Purpose: : Natural history of Dominant Optic Atrophy (DOA) is a relentless and slowly progressive visual loss with no evidence of spontaneous recovery of visual acuity. We recently documented that OPA1 mutations associated with DOA induce defective ATP synthesis when driven by complex I substrates. Furthermore, studies on a Drosophila model with mutant OPA1 showed an increased production of reactive oxygen species and a partial rescue of the clinical phenotype by treatment with antioxidants. Based on these data, we aimed to evaluate the possible benefits of treating DOA patients with Idebenone, a coenzyme Q analogue with antioxidant properties recently proposed as therapy for Friedreich ataxia and Leber’s hereditary optic neuropathy.

Methods: : Seven consecutive DOA patients with heterozygous mutation in the OPA1 gene were treated with Idebenone (540-675mg/die). All patients underwent a complete ophthalmological examination (including visual acuity measurement, visual field test, and retinal nerve fiber layer thickness measurement by spectral-domain optical coherence tomography) at baseline and one year after the therapy was started.

Results: : Five patients out of the seven treated reported bilateral subjective improvement in visual function. Visual acuity was improved bilaterally in four of the five patients (mean value OD: from 0.24 ±0.09 to 0.39 ±0.18 OS: from 0.24 ±0.17 to 0.34 ±0.20) but was unchanged in the last case. In the remaining two patients neither subjective nor objective visual improvement was observed (mean visual acuity OO: 0.05±0.0). Mean RNFL thickness did not change from baseline (64.2 ±4.5 µ) to last examination (63.3 ±6.0 µ).

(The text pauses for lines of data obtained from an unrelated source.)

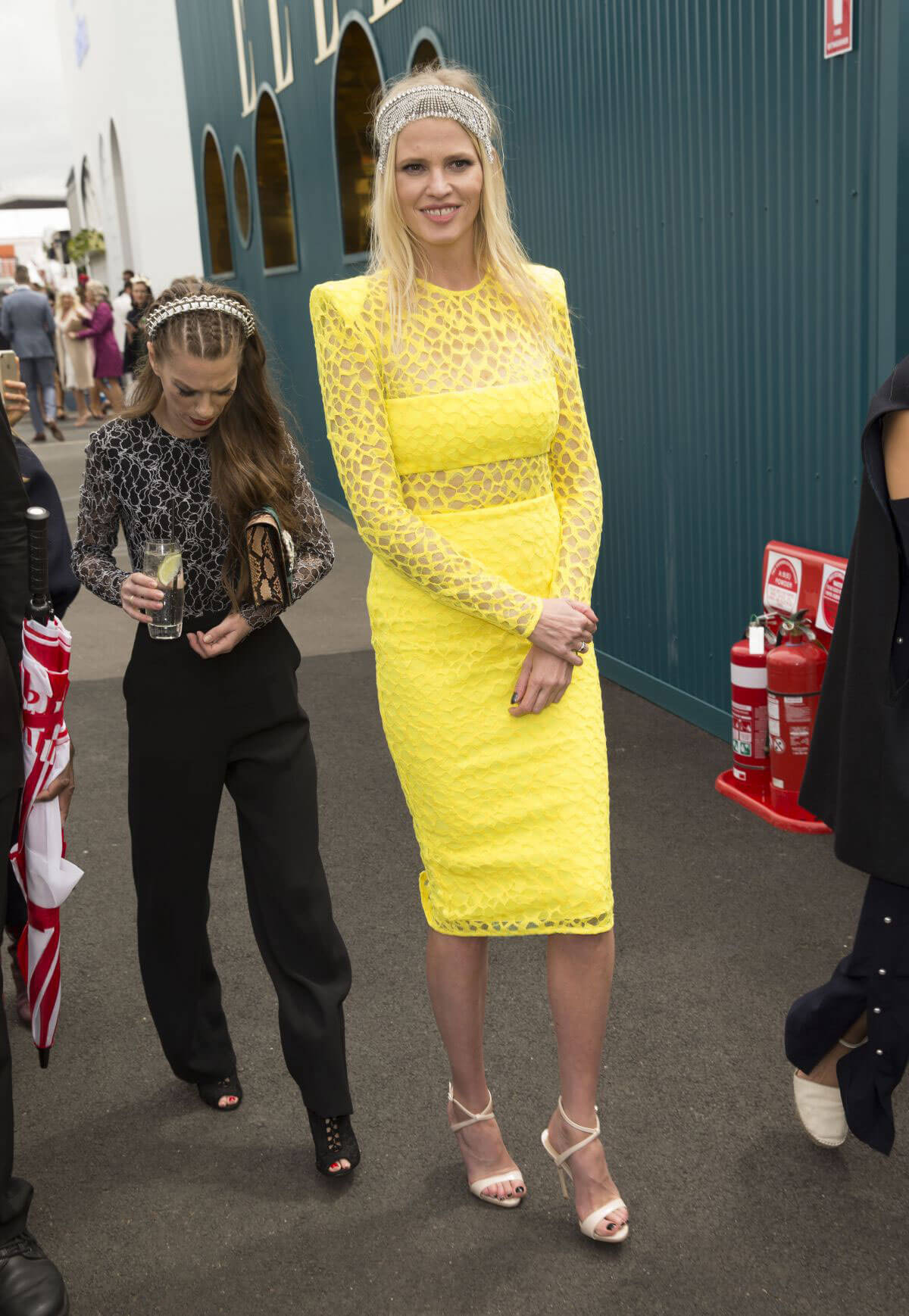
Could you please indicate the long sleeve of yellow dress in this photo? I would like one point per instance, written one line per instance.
(573, 466)
(351, 379)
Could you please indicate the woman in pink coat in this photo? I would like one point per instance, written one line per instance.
(108, 360)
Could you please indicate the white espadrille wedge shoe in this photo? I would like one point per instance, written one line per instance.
(588, 1225)
(504, 1175)
(821, 1109)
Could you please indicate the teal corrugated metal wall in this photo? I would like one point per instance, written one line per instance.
(725, 205)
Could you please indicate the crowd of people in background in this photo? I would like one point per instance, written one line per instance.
(76, 344)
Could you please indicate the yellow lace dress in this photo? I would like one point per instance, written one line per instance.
(467, 462)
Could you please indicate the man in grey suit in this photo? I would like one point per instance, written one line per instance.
(28, 321)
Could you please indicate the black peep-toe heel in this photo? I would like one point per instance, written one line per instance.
(214, 1091)
(335, 1141)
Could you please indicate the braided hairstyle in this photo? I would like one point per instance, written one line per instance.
(253, 460)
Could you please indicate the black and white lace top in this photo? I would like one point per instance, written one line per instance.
(156, 486)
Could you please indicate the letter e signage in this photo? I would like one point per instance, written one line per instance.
(837, 28)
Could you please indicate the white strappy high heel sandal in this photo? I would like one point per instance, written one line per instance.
(589, 1224)
(821, 1109)
(504, 1177)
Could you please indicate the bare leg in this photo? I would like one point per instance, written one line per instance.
(458, 970)
(825, 1071)
(580, 970)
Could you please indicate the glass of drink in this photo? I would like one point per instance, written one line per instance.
(164, 562)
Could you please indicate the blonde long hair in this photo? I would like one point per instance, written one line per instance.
(394, 251)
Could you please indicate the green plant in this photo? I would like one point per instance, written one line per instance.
(86, 242)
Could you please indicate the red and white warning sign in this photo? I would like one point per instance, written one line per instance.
(832, 588)
(837, 28)
(782, 582)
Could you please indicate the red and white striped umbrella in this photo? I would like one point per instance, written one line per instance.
(39, 856)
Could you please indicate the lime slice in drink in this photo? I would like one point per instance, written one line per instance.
(169, 569)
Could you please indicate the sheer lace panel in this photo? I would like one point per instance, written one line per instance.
(495, 485)
(467, 362)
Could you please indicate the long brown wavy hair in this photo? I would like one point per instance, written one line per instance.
(252, 457)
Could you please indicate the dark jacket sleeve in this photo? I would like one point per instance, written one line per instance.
(99, 522)
(41, 491)
(14, 599)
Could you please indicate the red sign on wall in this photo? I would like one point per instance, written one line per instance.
(837, 28)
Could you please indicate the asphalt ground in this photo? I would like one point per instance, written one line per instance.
(152, 1203)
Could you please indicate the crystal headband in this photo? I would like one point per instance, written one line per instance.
(433, 101)
(203, 301)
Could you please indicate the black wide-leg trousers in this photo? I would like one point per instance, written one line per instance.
(195, 727)
(873, 978)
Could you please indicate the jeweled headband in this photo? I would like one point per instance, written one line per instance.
(203, 301)
(433, 101)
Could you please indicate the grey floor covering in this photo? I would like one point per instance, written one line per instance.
(153, 1205)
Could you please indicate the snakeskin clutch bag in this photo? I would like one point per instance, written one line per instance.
(267, 556)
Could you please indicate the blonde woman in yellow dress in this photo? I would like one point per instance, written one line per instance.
(456, 419)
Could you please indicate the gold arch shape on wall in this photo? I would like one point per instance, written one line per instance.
(276, 201)
(358, 78)
(426, 49)
(424, 55)
(242, 205)
(220, 251)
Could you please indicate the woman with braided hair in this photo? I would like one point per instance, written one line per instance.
(198, 453)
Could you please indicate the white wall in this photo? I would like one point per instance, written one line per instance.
(132, 74)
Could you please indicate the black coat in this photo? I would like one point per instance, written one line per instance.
(14, 599)
(41, 491)
(858, 769)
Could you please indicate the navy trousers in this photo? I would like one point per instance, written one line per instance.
(873, 978)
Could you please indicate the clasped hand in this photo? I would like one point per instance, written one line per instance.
(545, 674)
(141, 599)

Conclusions: : This is the first report of improvement in visual function of DOA patients after Idebenone treatment. Patients with better baseline visual acuity were more likely to achieve visual improvement with therapy. This pilot study urges a controlled study to validate the effectiveness of Idebenone therapy in DOA, thus providing for the first time a therapeutic options for these patients.